Maliwan emphasized that if the villagers from Nan want to find out what’s really causing the problems with their crops, they need to document everything – not just how things have been, but how they’re changing, including differences in crops, shifts in seasons and variations in weather. All of these need to be tracked systematically, year by year. At Mae Moh, farmers saw their crops destroyed by acid rain as a result of sulfuric dioxide released by the power plant.
The Nan communities are already working with researchers at Chiang Mai and Naresuan Universities on scientific testing of soil, water, air and crops as well as a new method of monitoring called community-led health impact assessment. At a recent meeting in Nan’s capital city, these researchers, community members, government officials and other stakeholders gathered to discuss the impacts of toxins and contaminants on livelihoods and natural resources in their area. The Mae Moh case was raised at the meeting as one example of how a community monitored its resources.
Speak Out!
When Maliwan speaks, she often shares stories of her family and others who suffered from the impacts of the coal mine and plant. Her father was diagnosed with cancer, which they believe was caused by the pollution. If the Nan activists want to find the sources of their issues before they become irreversible, she says, they’d do well to carefully watch the more at-risk groups among them – the elderly, pregnant women, children, even those with high blood pressure.

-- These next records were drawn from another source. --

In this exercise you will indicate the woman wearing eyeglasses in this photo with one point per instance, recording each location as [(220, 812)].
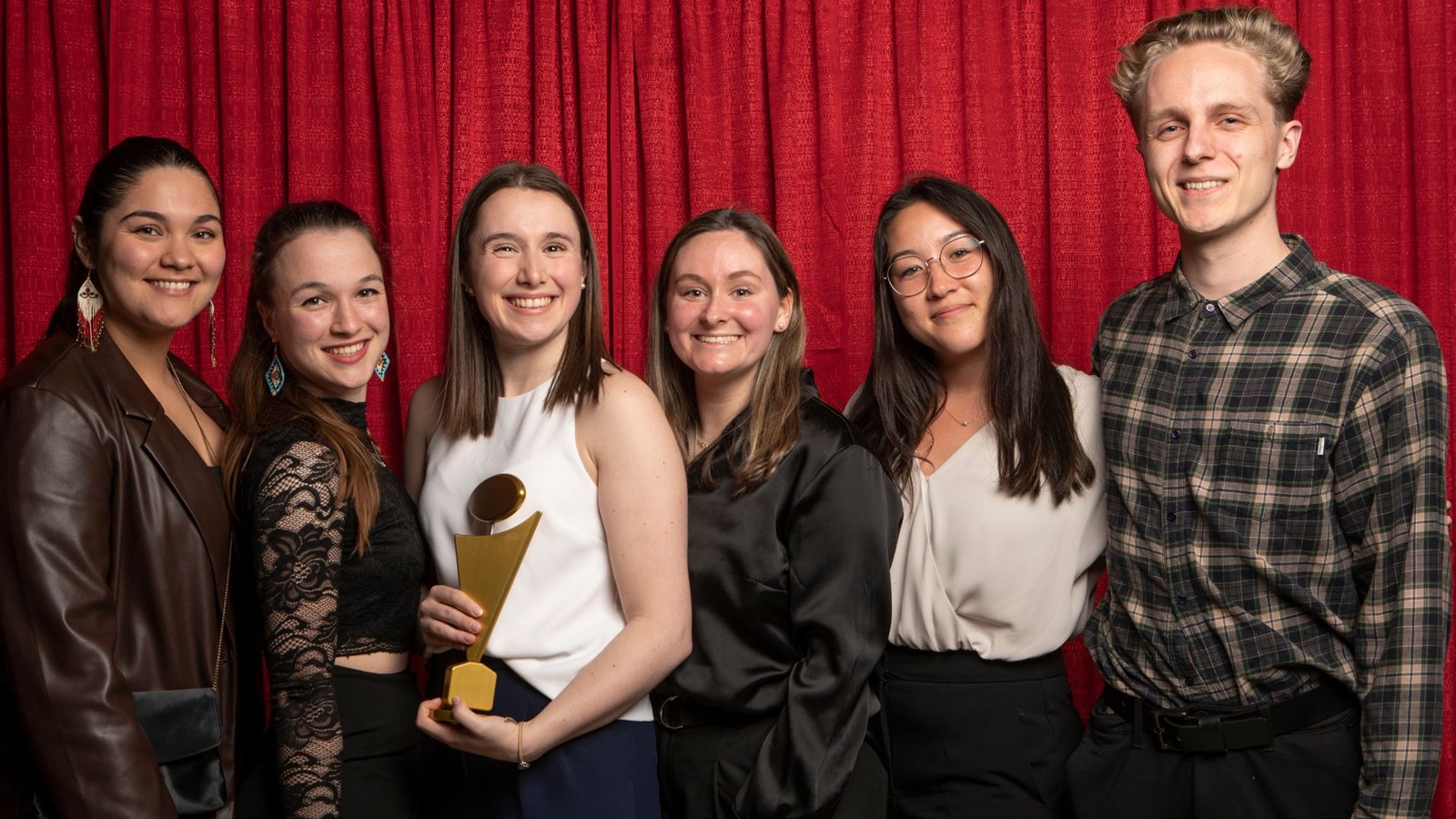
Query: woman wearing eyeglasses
[(997, 455)]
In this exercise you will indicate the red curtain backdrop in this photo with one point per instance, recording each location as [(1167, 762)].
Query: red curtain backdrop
[(654, 109)]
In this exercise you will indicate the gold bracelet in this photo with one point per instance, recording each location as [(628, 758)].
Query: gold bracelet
[(521, 758)]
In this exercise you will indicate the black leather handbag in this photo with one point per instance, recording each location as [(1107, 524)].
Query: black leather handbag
[(186, 729)]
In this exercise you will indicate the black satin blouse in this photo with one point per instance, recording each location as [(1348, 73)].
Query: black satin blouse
[(791, 608)]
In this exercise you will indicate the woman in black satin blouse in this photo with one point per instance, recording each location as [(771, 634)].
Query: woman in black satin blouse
[(791, 525)]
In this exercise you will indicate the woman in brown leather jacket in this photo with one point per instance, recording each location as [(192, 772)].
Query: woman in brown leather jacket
[(114, 531)]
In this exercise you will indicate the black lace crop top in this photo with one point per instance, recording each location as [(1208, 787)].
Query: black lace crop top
[(319, 599)]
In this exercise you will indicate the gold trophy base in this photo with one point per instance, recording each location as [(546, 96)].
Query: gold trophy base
[(473, 683)]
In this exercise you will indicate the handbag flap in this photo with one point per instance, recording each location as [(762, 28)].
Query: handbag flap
[(179, 723)]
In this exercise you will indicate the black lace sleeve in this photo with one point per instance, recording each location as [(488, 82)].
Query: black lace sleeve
[(298, 542)]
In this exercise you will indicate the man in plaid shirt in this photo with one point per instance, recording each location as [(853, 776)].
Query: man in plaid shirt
[(1274, 627)]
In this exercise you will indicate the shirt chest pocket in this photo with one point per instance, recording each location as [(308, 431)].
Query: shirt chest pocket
[(1271, 471)]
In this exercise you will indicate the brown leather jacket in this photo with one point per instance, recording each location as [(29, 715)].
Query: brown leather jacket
[(114, 541)]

Maliwan emphasized that the court’s 2015 decision, even if it ruled in favor of the communities, was not the end of their story. They still deal with the health impacts, families struggle with their losses, and much of the land around the mine isn’t fit to farm. Given this, the Mae Moh activists also recommended that the villagers from Nan remember why they’re doing all this work: to strengthen their community, to record what’s valuable to their local way of life, and to know that when their rights are being violated, they can speak out.